New Year’s Resolution: Making It Stick

The New Year is frequently a time for new beginnings. For many, it’s a fresh start for health and wellness, careers, and mindfulness. Those are just a few of the common areas in which we often hope to achieve growth and improvement through a New Year’s Resolution.

So what goes wrong?

And yet sometimes, we find that despite even our highest of ambitions, old habits return. Does this indicate that New Year’s resolutions are a waste of time that inevitably end up failing? No, not really. Taking a moment to create a fresh start for oneself is never a waste of time. The flaw tends to lay more with a tendency we have to make unreasonable goals (but with the best possible intentions, of course). Luckily, there is a fairly easy fix!

Reasonable goals

For example, take a look at those making a major fitness commitment. For someone not working out weekly, a new commitment of just 3 days a week is actually a major change to one’s routine and lifestyle. But for most of us, 3 days per week doesn’t seem terribly ambitious (especially after copious amounts of holiday treats), so we all tend to gravitate more to the extreme and decide that 5-6 days per week should be reasonable enough. In reality, such a drastic change to one’s routine typically turns out to be rather difficult to maintain in the long-term, especially when we factor in full-time careers, school, children, family obligations, etc. So when our goals are unreasonable, they typically don’t work out quite the way we had hoped.

The magic of “habits”

The simple reality is that no major changes ever take hold in one’s life unless allowed to become a habit. There are differing opinions out there as to how long that really takes, but sources seem to agree that it’s at least more than a month, with many claiming that it could be as long as 2-3 months. So if you go all-out 5 days per week, you may max out the honeymoon stage of your life change before a habit officially forms. It’s not impossible to create the habit after the honeymoon is over, but it certainly does take a lot more discipline. What often ends up happening is that frustration and stress set in and we end up abandoning our goal altogether—until the following New Year, at least.

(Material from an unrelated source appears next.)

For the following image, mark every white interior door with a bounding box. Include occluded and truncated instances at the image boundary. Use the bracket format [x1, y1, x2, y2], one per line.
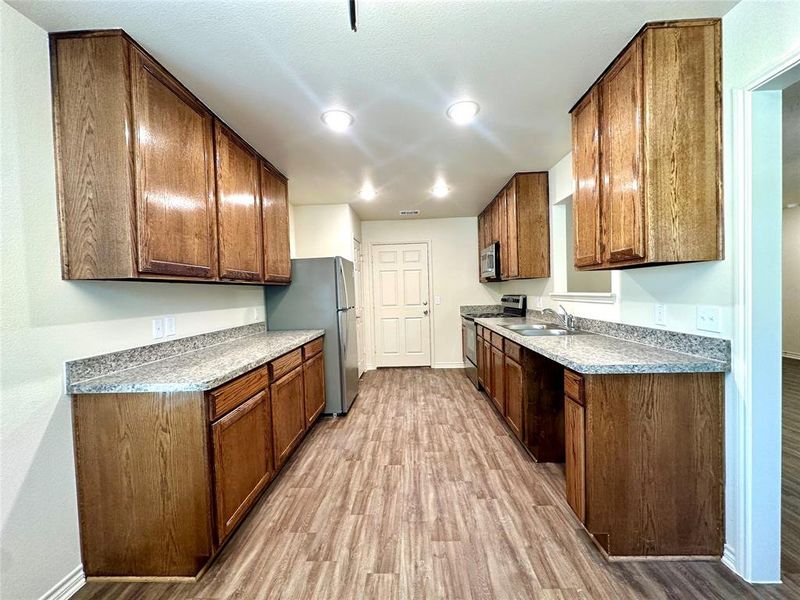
[353, 238, 367, 377]
[371, 243, 431, 367]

Let’s try another approach

On the other hand, a more reasonable approach could be to ease into a new life change more gradually. In the case of the gym, let’s try 3-4 days per week and see how it works. Have fun; enjoy the honeymoon stage. Let your new lifestyle become habit before you lose your steam. Once it’s habit, everything comes easier. And if 3-4 days per week is a cinch, you can always add more days!

In any event, that’s just one example. The same concept really applies to any big change. Ambition and zeal are good things; they get the fire started. But if the fire burns too hard and too fast, it burns up all the fuel within a short period of time. So whether you’re looking to get back into shape, find a brilliant new career, or simply become a more positive person in the New Year, just focus on baby steps. They’ll get you to your goal.

Endless Do-Over Opportunities!

And if you have a set-back, you can always regroup and try again. There’s no rule that obligates you to get it right the first time. And there’s no rule saying you have to wait for the new year to have a fresh start. Every day is a new day and a chance to make positive change in your life.